In a paper in the Dec. 22 issue of the science journal Nature, Rutgers anthropologists wrote that they worked with 183 Jamaican teenagers, and asked the youngers’ peers to evaluate their dancing ability.
But the peers weren’t allowed to watch each dancer directly. Instead, the peers were asked to watch a computer-animated figure that duplicated the movements of each dancer. Each dancer had danced with 41 a infrared reflectors attached to themselves, so that the movements could be measured and captured on a computer.
The researchers then asked peers of the dancers to evaluate the cartoon figures’ dancing ability. The figures were gender-neutral, faceless and the same size, to keep evaluators from judging based on anything but dancing.
“At least since Darwin, scientists have suspected that dance so often plays a role in courtship because dance quality tracks with mate quality,” said Lee Cronk of Rutgers. “But this has been hard to study because of the difficulty of isolating dance movements from variables, such as attractiveness, clothing and body features.”
Higher-rated human dancers were typically people with greater body symmetry, the researchers found.
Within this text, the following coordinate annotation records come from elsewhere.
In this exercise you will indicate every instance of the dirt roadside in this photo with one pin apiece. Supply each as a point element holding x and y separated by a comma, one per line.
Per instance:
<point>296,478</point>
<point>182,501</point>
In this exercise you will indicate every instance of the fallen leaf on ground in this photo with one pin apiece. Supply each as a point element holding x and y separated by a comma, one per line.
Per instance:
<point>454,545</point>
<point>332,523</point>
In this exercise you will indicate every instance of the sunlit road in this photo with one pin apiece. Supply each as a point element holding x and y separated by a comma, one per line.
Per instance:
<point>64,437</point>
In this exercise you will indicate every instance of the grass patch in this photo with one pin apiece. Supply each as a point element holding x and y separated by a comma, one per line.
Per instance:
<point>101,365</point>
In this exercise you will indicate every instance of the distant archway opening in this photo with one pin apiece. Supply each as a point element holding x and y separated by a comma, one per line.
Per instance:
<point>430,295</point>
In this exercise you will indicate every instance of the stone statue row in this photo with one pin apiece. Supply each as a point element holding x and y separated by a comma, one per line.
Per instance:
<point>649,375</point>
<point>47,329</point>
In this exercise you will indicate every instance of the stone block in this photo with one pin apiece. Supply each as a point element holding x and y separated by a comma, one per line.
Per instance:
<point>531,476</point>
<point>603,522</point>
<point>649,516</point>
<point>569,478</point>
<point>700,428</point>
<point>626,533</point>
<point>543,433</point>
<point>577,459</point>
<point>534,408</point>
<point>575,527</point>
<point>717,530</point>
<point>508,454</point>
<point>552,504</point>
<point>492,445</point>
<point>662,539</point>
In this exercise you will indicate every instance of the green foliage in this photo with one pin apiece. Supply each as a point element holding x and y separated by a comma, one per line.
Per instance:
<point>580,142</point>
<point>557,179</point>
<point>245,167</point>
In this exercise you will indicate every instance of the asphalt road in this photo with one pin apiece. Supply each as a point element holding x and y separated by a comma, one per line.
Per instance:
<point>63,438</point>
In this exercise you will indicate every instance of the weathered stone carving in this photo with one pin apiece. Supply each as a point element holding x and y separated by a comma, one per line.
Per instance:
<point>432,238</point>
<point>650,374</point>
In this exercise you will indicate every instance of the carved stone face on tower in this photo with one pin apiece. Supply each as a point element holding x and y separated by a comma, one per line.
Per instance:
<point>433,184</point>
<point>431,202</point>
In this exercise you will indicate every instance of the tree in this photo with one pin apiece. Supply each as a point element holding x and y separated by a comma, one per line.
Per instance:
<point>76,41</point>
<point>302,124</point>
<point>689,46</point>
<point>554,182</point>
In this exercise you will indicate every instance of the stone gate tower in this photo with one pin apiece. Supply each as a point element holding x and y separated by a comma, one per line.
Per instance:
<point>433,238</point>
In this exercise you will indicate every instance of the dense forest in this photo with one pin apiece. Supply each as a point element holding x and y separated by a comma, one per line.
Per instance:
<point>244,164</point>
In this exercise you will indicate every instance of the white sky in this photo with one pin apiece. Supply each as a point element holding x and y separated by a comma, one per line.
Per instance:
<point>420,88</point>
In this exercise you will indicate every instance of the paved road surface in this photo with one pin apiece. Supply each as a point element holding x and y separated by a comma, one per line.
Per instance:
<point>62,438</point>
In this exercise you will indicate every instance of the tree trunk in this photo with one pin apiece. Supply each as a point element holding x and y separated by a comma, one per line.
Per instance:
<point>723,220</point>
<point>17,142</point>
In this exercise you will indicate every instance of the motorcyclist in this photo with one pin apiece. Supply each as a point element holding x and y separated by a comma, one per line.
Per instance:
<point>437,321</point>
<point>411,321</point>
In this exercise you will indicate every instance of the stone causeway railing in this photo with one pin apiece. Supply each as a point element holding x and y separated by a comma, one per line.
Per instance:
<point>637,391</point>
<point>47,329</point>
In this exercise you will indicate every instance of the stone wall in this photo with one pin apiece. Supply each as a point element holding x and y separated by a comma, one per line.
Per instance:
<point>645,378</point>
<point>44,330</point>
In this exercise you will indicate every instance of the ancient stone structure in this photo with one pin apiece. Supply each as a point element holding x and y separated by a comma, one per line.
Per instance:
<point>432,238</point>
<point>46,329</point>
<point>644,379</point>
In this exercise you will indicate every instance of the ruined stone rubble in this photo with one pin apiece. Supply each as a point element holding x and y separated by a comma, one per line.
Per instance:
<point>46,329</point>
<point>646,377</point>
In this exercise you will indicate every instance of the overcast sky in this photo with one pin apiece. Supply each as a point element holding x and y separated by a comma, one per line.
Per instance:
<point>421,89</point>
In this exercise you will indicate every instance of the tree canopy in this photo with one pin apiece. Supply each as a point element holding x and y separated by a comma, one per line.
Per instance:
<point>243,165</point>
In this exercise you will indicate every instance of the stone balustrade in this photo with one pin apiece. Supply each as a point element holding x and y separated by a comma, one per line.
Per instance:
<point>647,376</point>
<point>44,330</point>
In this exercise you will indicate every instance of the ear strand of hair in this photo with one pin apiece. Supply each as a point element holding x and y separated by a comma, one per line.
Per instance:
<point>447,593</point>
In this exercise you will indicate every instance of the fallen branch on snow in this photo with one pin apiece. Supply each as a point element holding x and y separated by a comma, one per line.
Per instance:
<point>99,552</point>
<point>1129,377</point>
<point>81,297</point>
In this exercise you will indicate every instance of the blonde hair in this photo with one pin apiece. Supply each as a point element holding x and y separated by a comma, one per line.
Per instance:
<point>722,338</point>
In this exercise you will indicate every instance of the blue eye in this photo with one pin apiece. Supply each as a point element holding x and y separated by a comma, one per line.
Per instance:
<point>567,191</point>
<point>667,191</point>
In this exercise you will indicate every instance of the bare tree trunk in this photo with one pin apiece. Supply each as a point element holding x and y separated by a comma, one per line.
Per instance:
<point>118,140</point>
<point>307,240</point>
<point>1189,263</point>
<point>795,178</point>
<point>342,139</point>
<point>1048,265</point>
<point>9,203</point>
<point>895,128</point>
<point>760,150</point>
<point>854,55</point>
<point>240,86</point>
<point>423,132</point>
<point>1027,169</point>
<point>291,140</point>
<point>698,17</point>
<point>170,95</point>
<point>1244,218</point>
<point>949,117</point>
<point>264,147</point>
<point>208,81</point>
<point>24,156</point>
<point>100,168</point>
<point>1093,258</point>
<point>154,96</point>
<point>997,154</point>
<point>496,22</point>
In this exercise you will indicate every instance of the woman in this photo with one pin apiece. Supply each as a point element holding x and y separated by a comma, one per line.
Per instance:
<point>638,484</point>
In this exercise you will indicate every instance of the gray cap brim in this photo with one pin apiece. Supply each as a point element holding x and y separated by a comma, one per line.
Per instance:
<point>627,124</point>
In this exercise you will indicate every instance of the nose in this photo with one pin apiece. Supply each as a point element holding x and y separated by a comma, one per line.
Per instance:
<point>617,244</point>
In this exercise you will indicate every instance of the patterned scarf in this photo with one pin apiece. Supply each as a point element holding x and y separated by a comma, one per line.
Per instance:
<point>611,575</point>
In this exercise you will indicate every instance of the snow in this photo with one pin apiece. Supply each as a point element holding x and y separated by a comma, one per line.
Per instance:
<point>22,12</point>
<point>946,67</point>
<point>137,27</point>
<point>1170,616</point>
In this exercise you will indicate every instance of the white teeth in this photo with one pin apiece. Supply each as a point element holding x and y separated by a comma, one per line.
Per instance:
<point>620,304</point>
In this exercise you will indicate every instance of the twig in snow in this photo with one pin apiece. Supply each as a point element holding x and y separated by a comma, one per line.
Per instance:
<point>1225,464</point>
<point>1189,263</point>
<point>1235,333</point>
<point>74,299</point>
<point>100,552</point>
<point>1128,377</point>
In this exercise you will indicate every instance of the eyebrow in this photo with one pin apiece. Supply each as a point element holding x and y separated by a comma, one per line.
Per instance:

Symmetry is an accepted indicator in most animal species – including humans – of how well an organism develops despite problems it encounters as it grows, the researchers said. Symmetry thus indicates health and quality as a potential mate, which scientists believe explains why symmetrical people are typically considered more beautiful.
“By using motion-capture technology commonly employed in medical and sports science to isolate dance movements, we can confidently peg dancing ability to desirability,” Cronk said.
He and Rutgers postdoctoral research fellow William Brown also examined results by the sex of the dancer. They found that symmetric males received better dance scores than symmetric females and that female evaluators rated symmetric men higher than male evaluators rated symmetric men.
“In species where fathers invest less than mothers in their offspring, females tend to be more selective in mate choice and males therefore invest more in courtship display,” Brown said. “Our results with human subjects correlate with that expectation. More symmetrical men put on a better show, and women notice.”
The participants were ideal subjects for a scientific study of dance, since in Jamaican society, dancing is important in the lives of both sexes, the researchers said. The dancers ranged in age from 14 through 19, and each danced to the same song, popular at the time in Jamaica.